Question

Which of the following is a factor of f(x) = 3x3 + 8x2 − 87x + 28?

Answer 1

I think that the answer you chose is not correct...

Answer 2

if you have a trouble actually factoring the polynomial, then I would (perhaps) suggest dividing the polynomial you got by each of the answer-choices....

Answer 3

And the answer-choice (when used as divisor), that would not yeild any (nonzero) remainder, that would be the answer-choice that is a factor of the polynomial.

Answer 4

If x - k is a factor, then k is a zero of the polynomial.

Answer 5

Evaluate the polynomial for each given value.
If it evaluates to zero, then it is a factor.

Answer 6

Keep in mind the form of the factors is x - k.
In the first choice, you have x - 1/4, so evaluate the polynomial for x = 1/4.
In choice B, you have x + 1/4. That means you need to evaluate the polynomial
for x = -1/4.
In choice C use x = 4.
In choice D use x = -4.

Answer 7

so I plug each into the equation?

Answer 8

Evaluate the polynomial for those values of x until the polynomial evaluates to zero. That that will be the value of the zero and the corresponding factor.

Answer 9

Yes.
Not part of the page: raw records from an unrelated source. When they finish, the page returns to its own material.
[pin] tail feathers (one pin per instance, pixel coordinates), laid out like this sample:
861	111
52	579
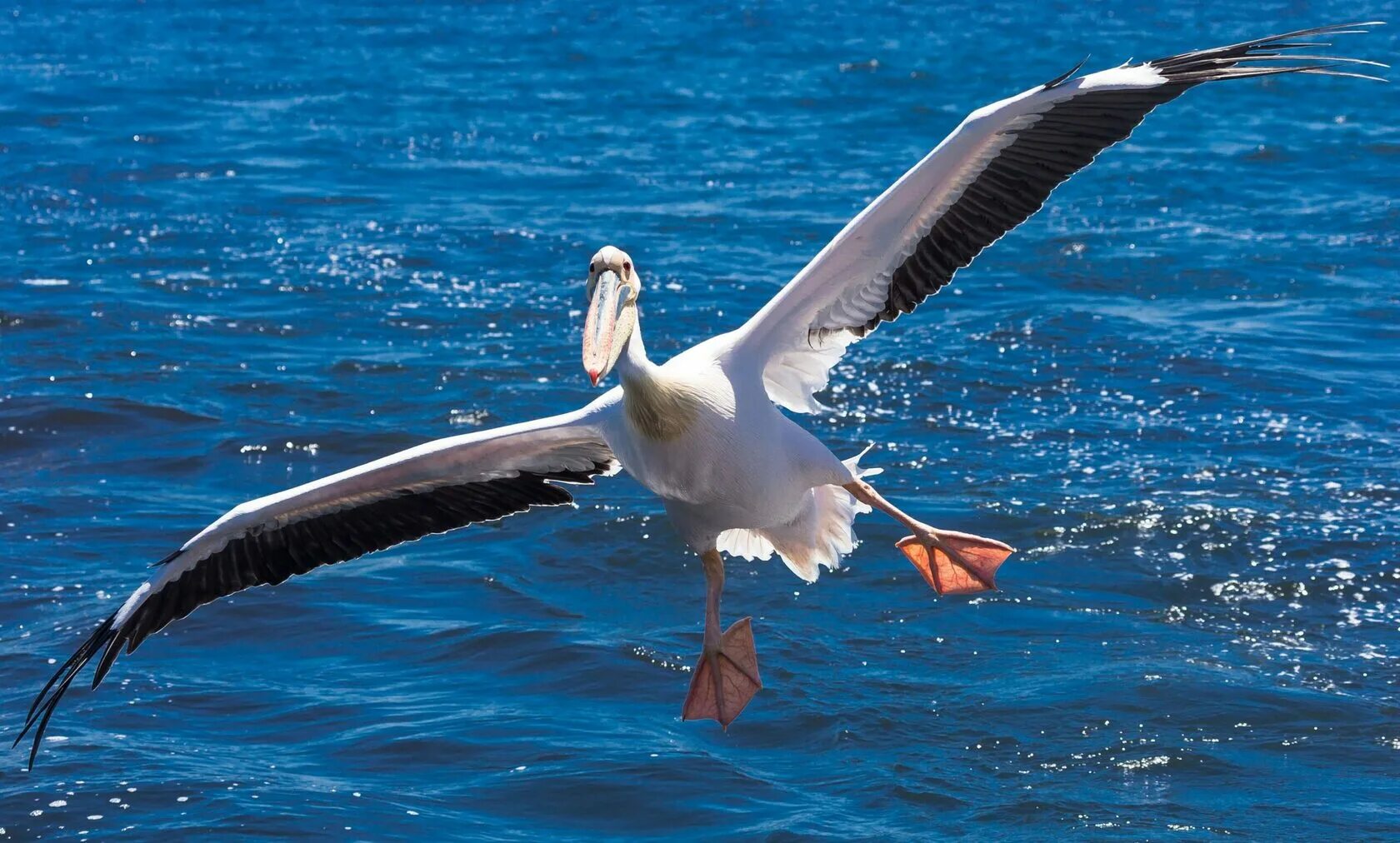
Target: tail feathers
819	536
748	544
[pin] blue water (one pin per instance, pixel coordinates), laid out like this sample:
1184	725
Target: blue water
251	246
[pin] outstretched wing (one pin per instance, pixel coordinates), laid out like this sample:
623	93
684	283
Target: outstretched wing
434	487
980	182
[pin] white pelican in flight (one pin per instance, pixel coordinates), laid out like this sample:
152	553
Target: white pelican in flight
703	430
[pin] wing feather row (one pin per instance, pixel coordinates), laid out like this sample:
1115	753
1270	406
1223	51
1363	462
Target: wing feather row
426	491
982	181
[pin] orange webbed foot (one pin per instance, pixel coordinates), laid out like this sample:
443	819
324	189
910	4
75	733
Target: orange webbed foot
955	561
726	678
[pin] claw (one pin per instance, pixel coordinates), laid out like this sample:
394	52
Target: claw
955	561
726	678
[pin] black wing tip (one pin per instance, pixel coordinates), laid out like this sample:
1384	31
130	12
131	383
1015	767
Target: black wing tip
1242	61
45	703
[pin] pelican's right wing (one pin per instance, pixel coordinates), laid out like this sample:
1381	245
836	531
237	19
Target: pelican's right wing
980	182
434	487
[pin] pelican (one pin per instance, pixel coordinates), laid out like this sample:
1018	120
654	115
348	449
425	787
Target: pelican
704	430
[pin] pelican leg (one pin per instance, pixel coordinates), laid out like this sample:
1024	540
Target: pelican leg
727	676
951	561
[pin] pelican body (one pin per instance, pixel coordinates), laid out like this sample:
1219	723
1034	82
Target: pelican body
704	430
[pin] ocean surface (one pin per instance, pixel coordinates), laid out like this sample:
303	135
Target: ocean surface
249	246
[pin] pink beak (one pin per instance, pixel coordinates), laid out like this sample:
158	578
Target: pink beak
601	325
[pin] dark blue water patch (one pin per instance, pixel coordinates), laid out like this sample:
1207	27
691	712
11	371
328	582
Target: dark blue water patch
251	247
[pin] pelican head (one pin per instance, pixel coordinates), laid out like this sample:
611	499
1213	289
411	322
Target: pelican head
612	310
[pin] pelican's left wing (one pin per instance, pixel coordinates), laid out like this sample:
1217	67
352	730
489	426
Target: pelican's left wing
434	487
980	182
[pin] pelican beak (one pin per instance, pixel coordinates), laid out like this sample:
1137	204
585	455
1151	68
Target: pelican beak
601	327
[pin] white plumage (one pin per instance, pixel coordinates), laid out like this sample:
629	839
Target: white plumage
703	430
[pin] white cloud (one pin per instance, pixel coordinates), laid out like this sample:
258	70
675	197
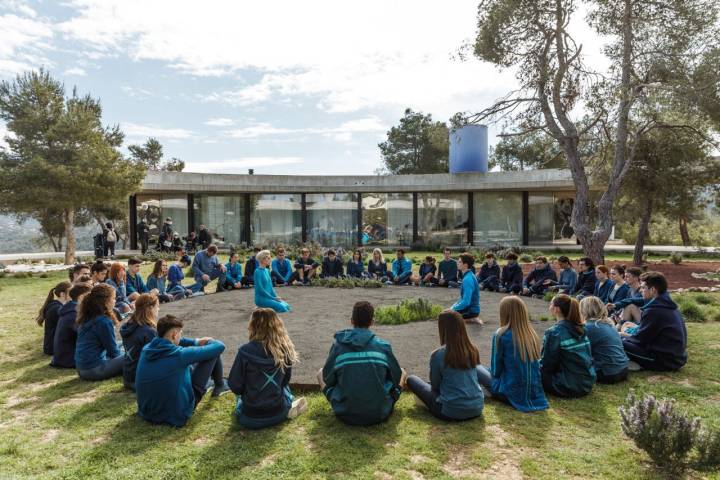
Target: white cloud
239	165
220	122
75	71
134	130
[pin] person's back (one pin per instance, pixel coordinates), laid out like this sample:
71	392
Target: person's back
361	375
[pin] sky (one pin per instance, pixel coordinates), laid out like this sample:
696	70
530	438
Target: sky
282	87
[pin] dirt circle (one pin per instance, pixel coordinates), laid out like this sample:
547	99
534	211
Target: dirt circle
318	312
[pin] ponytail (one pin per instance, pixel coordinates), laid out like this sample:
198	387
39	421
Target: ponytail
56	291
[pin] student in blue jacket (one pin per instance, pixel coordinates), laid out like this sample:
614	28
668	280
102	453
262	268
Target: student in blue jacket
233	273
281	269
604	285
402	269
586	278
454	391
173	372
489	276
566	361
361	378
49	313
265	295
97	356
207	267
66	331
540	279
356	267
660	341
157	282
261	373
609	359
514	375
469	304
511	276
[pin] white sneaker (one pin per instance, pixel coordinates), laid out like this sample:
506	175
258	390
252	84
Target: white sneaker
298	407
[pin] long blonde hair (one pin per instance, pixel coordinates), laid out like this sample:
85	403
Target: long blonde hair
514	316
267	328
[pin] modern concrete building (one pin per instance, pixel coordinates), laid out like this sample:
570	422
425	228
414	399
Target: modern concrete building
509	208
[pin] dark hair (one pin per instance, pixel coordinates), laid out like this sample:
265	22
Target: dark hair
363	314
467	259
75	269
655	280
98	266
58	289
99	301
460	352
570	309
79	290
588	262
167	323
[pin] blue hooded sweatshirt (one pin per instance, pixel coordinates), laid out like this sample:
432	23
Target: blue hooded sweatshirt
469	295
65	337
163	379
95	343
261	387
362	377
460	394
513	378
662	332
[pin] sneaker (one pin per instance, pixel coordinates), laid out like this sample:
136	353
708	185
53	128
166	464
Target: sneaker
298	407
221	389
634	366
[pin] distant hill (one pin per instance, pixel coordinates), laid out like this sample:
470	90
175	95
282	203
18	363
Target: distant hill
26	238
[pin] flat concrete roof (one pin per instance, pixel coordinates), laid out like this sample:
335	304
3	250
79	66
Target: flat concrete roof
182	182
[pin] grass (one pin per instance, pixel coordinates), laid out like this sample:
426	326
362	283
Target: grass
54	426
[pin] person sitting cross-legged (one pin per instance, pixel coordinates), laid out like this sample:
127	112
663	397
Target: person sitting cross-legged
454	391
539	280
361	378
659	343
402	269
511	276
469	304
489	276
332	266
261	373
265	295
173	372
281	270
514	375
206	267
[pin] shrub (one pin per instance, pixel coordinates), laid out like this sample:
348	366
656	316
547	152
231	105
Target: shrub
676	258
672	439
407	311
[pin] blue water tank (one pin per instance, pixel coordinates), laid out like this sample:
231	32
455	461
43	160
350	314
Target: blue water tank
468	149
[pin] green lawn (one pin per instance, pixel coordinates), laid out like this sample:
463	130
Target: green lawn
53	425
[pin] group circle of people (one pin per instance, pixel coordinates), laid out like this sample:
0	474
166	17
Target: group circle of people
626	321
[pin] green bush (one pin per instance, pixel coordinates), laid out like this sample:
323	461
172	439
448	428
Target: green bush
409	310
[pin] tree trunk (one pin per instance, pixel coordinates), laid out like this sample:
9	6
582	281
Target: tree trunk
643	230
70	244
684	234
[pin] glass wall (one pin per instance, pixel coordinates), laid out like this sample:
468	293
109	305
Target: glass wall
387	219
275	218
332	219
497	218
156	208
443	217
222	215
541	217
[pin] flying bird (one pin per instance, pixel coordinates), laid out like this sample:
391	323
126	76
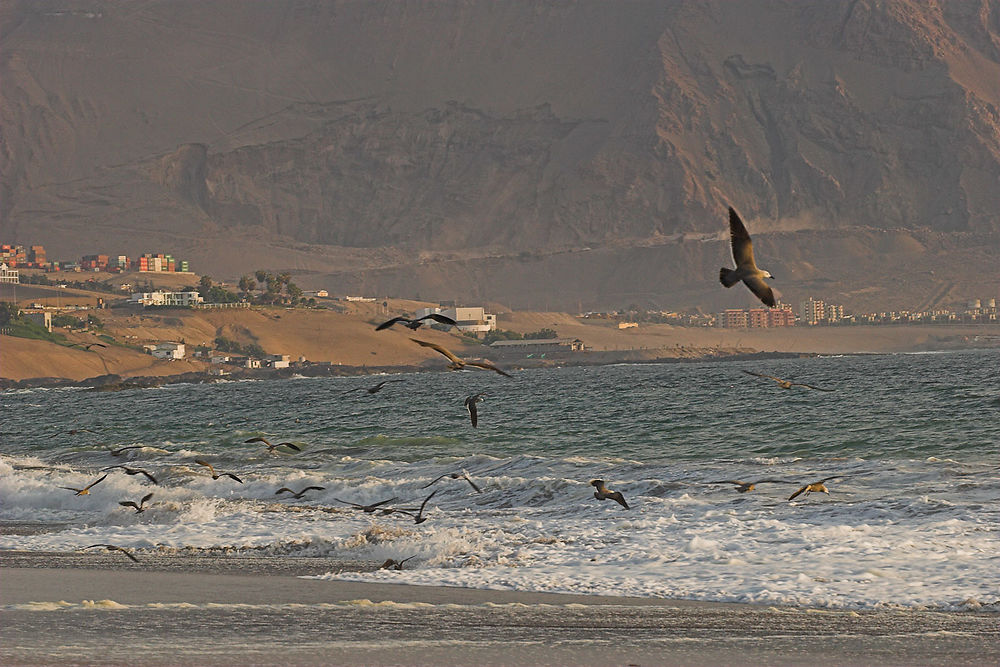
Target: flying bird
786	384
815	487
375	389
111	547
454	475
415	324
456	362
301	493
470	405
271	447
367	508
602	493
85	491
134	471
743	487
217	475
746	269
139	509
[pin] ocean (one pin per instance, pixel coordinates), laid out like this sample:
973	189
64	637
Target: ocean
911	521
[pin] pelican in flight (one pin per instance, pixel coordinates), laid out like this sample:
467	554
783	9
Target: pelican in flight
456	362
367	508
603	493
111	547
787	384
217	475
139	509
470	405
134	471
415	324
85	491
815	487
743	487
454	475
271	447
301	493
746	269
374	389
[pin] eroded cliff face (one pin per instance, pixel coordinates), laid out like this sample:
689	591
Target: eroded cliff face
514	131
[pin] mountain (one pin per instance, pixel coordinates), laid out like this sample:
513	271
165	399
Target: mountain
540	154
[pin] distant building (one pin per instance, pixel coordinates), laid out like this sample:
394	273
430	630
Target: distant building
165	298
8	275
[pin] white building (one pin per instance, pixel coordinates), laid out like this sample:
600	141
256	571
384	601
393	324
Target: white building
8	275
168	351
165	298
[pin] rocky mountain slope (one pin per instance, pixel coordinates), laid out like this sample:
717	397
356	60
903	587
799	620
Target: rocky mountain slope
538	154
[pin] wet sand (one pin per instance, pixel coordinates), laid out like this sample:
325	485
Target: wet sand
98	608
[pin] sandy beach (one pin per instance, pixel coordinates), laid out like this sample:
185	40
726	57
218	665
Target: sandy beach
98	609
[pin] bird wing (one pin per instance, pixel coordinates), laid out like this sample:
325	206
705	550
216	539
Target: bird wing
95	483
761	289
207	465
488	366
740	239
440	349
799	492
389	323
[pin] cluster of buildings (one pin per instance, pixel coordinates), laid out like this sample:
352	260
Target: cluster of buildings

Plug in each value.

Answer 10

You can narrow it down before you do all that work.
Do you know the Rational Roots Theorem?

Answer 11

ive heard of it

Answer 12

If you use the Rational Roots Theorem, you can eliminate 2 of the 4 choices, so you will only have to test 2 of the choices instead of all 4.

Answer 13

If you have a polynomial with integer coefficients, then the roots must have the form of a factor of the constant term over a factor of the leading coefficient.